Vulnerable infrastructure ranges from nuclear power plants and oil refineries to water systems, transport, and manufacturing. In fact, according to the annual IBM X-Force Threat Intelligence Index report, manufacturing was the most attacked industry in 2021 — and while this is clearly a huge problem for the private sector, it also has the potential to disrupt supply chains for critical industries, including food production.

Kaspersky told us that his company collects about 380,000 new unique malicious applications every day, developed by thousands upon thousands of criminals around the world. But the current technology works for private businesses because it can detect suspicious activity, and facilitate risk management by enabling those businesses to predict and balance out the effects of an attack.

“You invest in cyber security and balance the risks,” Kaspersky said quite simply.

This strategy does not, however, work for critical industries. Why? Because the damage is unpredictable. While a private company can estimate financial losses, critical industries come with bigger implications: “What happens if a power plant is under attack?” Kaspersky asked. “What happens if critical industries are victims of highly professional hacker attacks?”

Current cyber security solutions sit on top of a network and look down into it, but they don’t actually make an attack impossible. Kaspersky likened it to the difference between wearing a mask and getting a vaccine; the mask (cyber security) works for private enterprises, but critical industries need the vaccine. They require cyber immunity. And that has to be built into the DNA of a system.

So we have to protect critical infrastructure by isolating each piece

In order to make this happen, Kaspersky is developing a system in which security is built into the architecture of a network, with unique permissions for each piece of that network.

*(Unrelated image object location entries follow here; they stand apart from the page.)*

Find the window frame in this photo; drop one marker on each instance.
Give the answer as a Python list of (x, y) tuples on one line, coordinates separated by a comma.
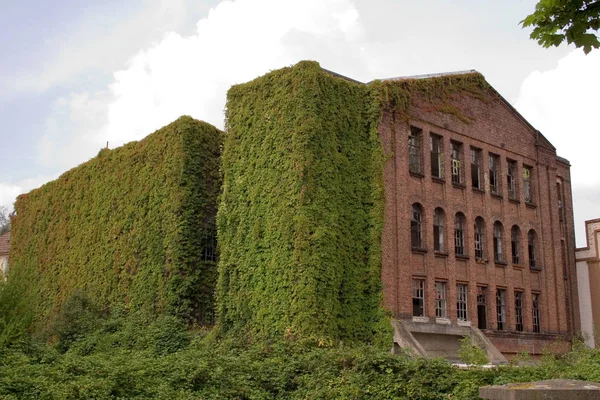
[(462, 290), (519, 311), (441, 299), (415, 151), (416, 226), (494, 164), (511, 179), (456, 149), (479, 238), (418, 296), (476, 168), (436, 155), (500, 308), (438, 230)]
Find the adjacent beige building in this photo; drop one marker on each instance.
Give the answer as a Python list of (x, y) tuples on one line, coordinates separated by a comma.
[(588, 282)]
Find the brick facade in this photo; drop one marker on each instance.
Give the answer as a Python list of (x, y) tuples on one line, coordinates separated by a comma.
[(496, 130)]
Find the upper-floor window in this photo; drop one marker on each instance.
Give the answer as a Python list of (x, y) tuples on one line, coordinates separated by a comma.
[(528, 184), (531, 245), (476, 180), (511, 180), (500, 308), (494, 170), (440, 299), (416, 226), (479, 238), (498, 253), (414, 150), (461, 302), (519, 311), (459, 234), (514, 244), (436, 145), (456, 156), (438, 230), (418, 297), (536, 312)]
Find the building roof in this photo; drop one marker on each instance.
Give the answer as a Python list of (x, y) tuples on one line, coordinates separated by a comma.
[(4, 243)]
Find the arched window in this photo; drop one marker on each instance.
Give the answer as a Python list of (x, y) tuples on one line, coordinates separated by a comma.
[(498, 252), (416, 226), (438, 230), (531, 244), (515, 234), (459, 234), (479, 238)]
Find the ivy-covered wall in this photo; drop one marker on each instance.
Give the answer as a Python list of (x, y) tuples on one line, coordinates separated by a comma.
[(133, 228), (301, 211)]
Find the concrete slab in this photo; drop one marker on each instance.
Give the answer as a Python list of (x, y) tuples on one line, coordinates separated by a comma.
[(564, 389)]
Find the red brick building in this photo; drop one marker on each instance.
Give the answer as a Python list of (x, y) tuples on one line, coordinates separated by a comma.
[(478, 224)]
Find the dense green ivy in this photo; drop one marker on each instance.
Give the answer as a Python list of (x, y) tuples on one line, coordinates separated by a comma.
[(131, 228), (301, 211), (301, 214)]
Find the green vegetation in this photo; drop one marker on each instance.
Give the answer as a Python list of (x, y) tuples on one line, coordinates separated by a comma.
[(470, 353), (119, 359), (130, 228), (574, 21), (301, 212)]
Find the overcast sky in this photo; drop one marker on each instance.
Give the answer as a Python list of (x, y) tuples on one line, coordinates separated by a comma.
[(75, 75)]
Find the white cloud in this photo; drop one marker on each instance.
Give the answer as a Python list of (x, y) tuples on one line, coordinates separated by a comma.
[(115, 31), (563, 104), (238, 41), (9, 191)]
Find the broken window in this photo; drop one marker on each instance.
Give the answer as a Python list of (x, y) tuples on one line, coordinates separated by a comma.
[(519, 311), (438, 230), (418, 297), (498, 255), (437, 156), (479, 238), (500, 308), (481, 307), (511, 180), (476, 168), (494, 168), (414, 150), (459, 234), (440, 299), (461, 302), (456, 155), (416, 228), (531, 244), (514, 244), (527, 184), (536, 312)]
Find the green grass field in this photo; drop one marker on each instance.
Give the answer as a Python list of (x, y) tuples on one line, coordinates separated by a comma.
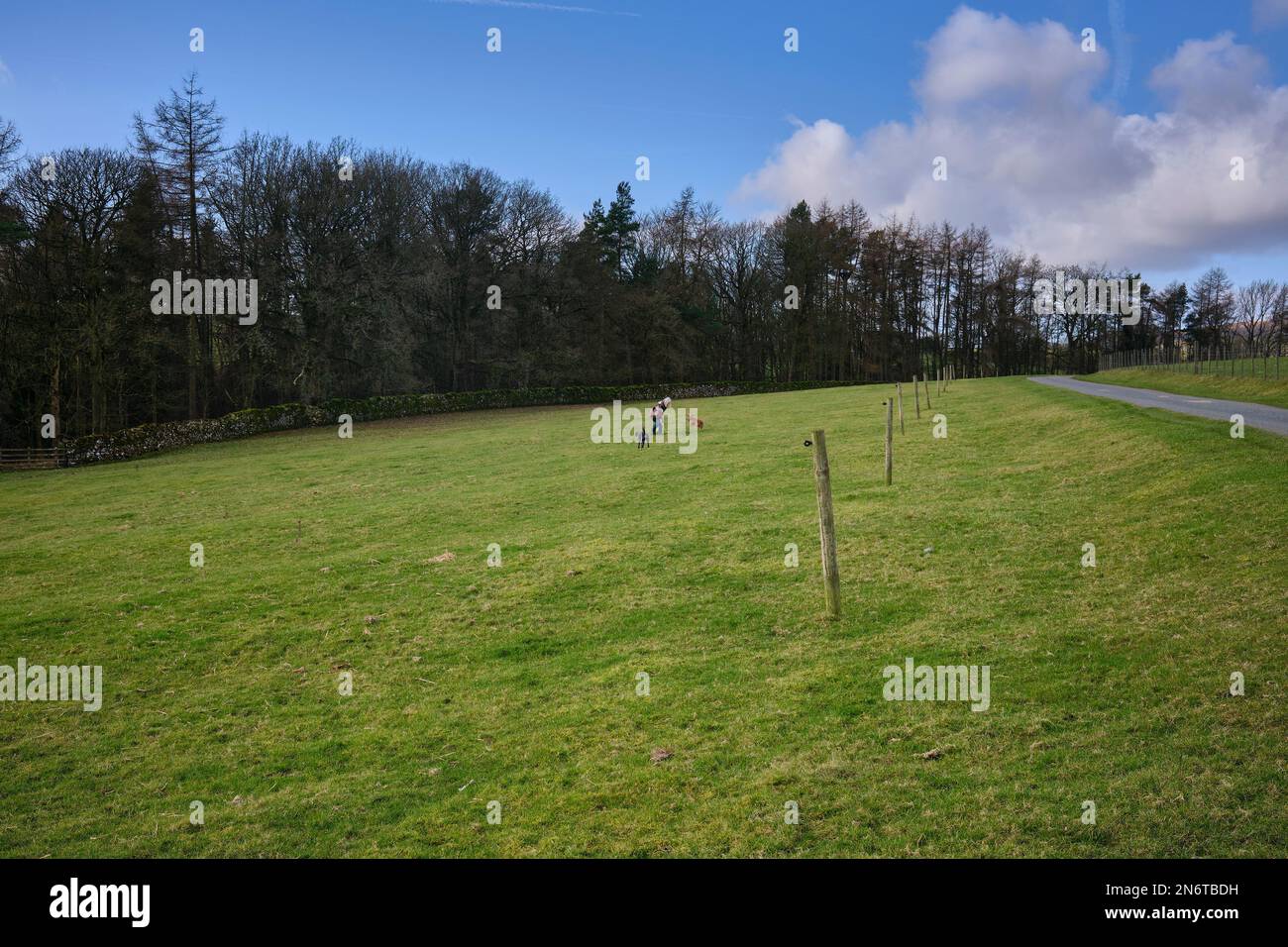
[(1252, 380), (518, 684)]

“Every piece of the system speaks to [the others] on the security layer, and the security layer checks permissions. Every piece of the system has its own, very secure behaviour, and you can’t change that.”

Essentially, it’s a system of isolation — an attack on one part of the system will remain isolated there, and will not affect any other piece of the system. This is what Kaspersky means by ‘cyber immunity’ — the doors in the system are closed to prevent the movement of malware from one area to another. The nature of a system like this is limited in functionality; but when a system’s weak spot is its interconnectedness, it makes sense to reduce the interconnectedness of critical systems.

But even when the immunity tech is ready and operational, Kaspersky and partners will face the challenge of shifting behaviour and mindsets around cyber security. In the U.S., The National Institute of Standards and Technology (NIST) has found that in spite of cyber threats against industrial systems, users of said systems are often reluctant to adopt security tech because of their impact on system performance. So it’s reasonable to expect that users will be wary of a system that isolates every piece and implements rigorous permissions access.

It’s a different way of thinking about technology in 2022. We’re constantly driving for more connection, faster communication, more synchronised and streamlined operations. But the uncomfortable truth is that when we become so committed to those functions — to the point where they are transcending tech and becoming human values in a global culture that revolves around connectivity — we also put ourselves at risk. And while more and more of the world’s critical infrastructure relies on cyber security, the implications of an attack are potentially catastrophic.

Cyber immunity doesn’t exist yet. But when it does, it may well become a non-negotiable solution to keep industries safe in the cyber age.